# Kool 1913? mill....



## bricycle (Dec 20, 2017)

https://www.ebay.com/itm/1913-Other...ash=item3afabe55ec:g:DMYAAOSwe7laNE5-&vxp=mtr


----------



## barneyguey (Dec 20, 2017)

That's really neat looking! I love it! Barry


----------



## fordmike65 (Dec 20, 2017)




----------



## WetDogGraphix (Dec 20, 2017)




----------



## barneyguey (Dec 20, 2017)

WetDogGraphix said:


> View attachment 727255



I love how those early motorcycles look just like a bicycle with a motor on it, and of course that's exactly what they were.

Sent from my SM-G530T using Tapatalk


----------



## David Larson (Dec 21, 2017)

That's Billy Lane's engine in eBay  (or is it Warren? I always get their screen names mixed up.) Nice guys if you get to talking to them.

Sidenote: this is not for a motorcycle. This is a Spacke-built cycle car engine - very similar to the motorcycle engine built by Spacke, but if you notice the magneto drive area is different on this engine versus what you see on the bikes. This engine has the cam cover/mag drive setup for a cycle car with a vertical magneto/distributor drive shaft. Still a great engine and extremely well built.

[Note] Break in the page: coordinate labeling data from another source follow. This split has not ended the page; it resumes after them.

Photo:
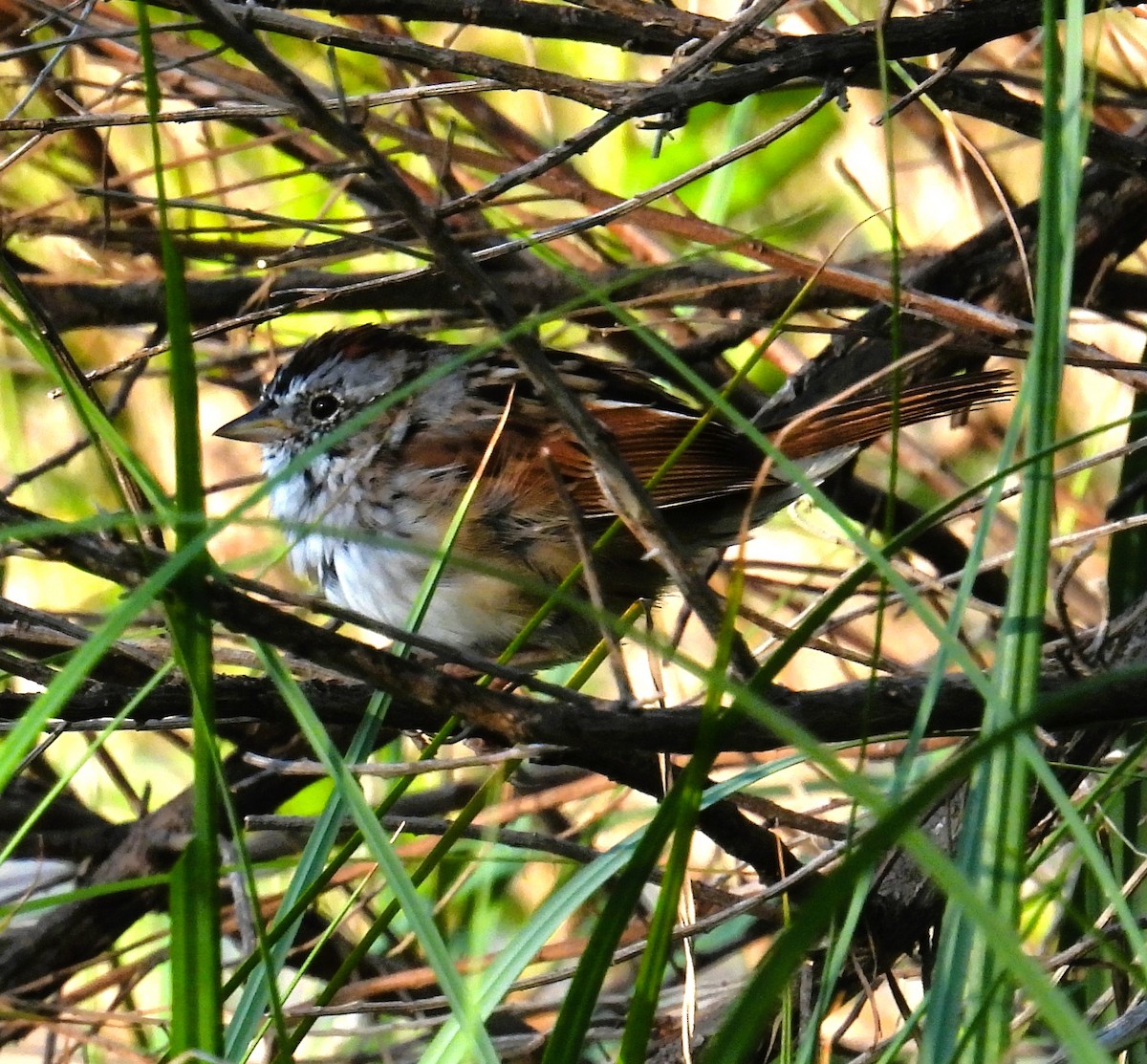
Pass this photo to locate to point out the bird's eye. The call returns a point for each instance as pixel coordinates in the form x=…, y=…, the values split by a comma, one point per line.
x=324, y=406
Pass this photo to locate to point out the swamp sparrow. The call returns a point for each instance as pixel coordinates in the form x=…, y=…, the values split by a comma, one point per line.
x=368, y=511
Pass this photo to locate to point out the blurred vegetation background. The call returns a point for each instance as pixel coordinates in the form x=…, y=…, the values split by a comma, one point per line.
x=813, y=187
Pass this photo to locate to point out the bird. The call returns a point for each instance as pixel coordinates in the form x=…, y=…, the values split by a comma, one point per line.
x=395, y=426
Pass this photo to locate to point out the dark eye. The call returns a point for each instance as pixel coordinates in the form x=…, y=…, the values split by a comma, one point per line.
x=324, y=406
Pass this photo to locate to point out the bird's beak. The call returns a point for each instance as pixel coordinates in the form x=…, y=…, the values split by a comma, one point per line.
x=258, y=425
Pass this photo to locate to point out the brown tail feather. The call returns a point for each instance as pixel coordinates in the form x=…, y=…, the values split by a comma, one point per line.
x=859, y=421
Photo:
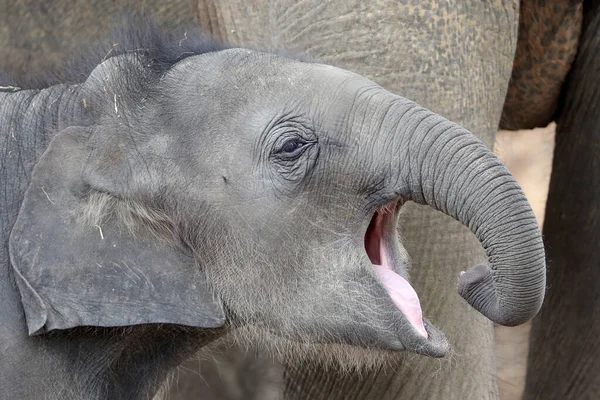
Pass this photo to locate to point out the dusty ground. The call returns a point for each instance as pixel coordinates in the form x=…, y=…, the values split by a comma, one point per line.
x=528, y=155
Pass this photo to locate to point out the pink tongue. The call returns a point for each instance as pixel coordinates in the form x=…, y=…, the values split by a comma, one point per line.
x=403, y=296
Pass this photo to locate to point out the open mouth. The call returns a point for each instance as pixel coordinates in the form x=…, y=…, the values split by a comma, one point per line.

Hopefully the top bidder realizes that.

The engine is in great condition with correct Schebler carb, but it should honestly not go much higher than it is right now - if it were a motorcycle setup, then should expect something closer to $5k for this condition.


----------



## Bikermaniac (Dec 21, 2017)

Awesome engine, If this would be the motorcycle version I will jump on it, but it's for a light car. Still valuable though.


----------



## Dago1966 (Feb 10, 2020)

I recently acquired one of these. Didn’t know what I was looking at, but knew it was old! Happy to have this in my collection. Runs like a champ and is all complete!


----------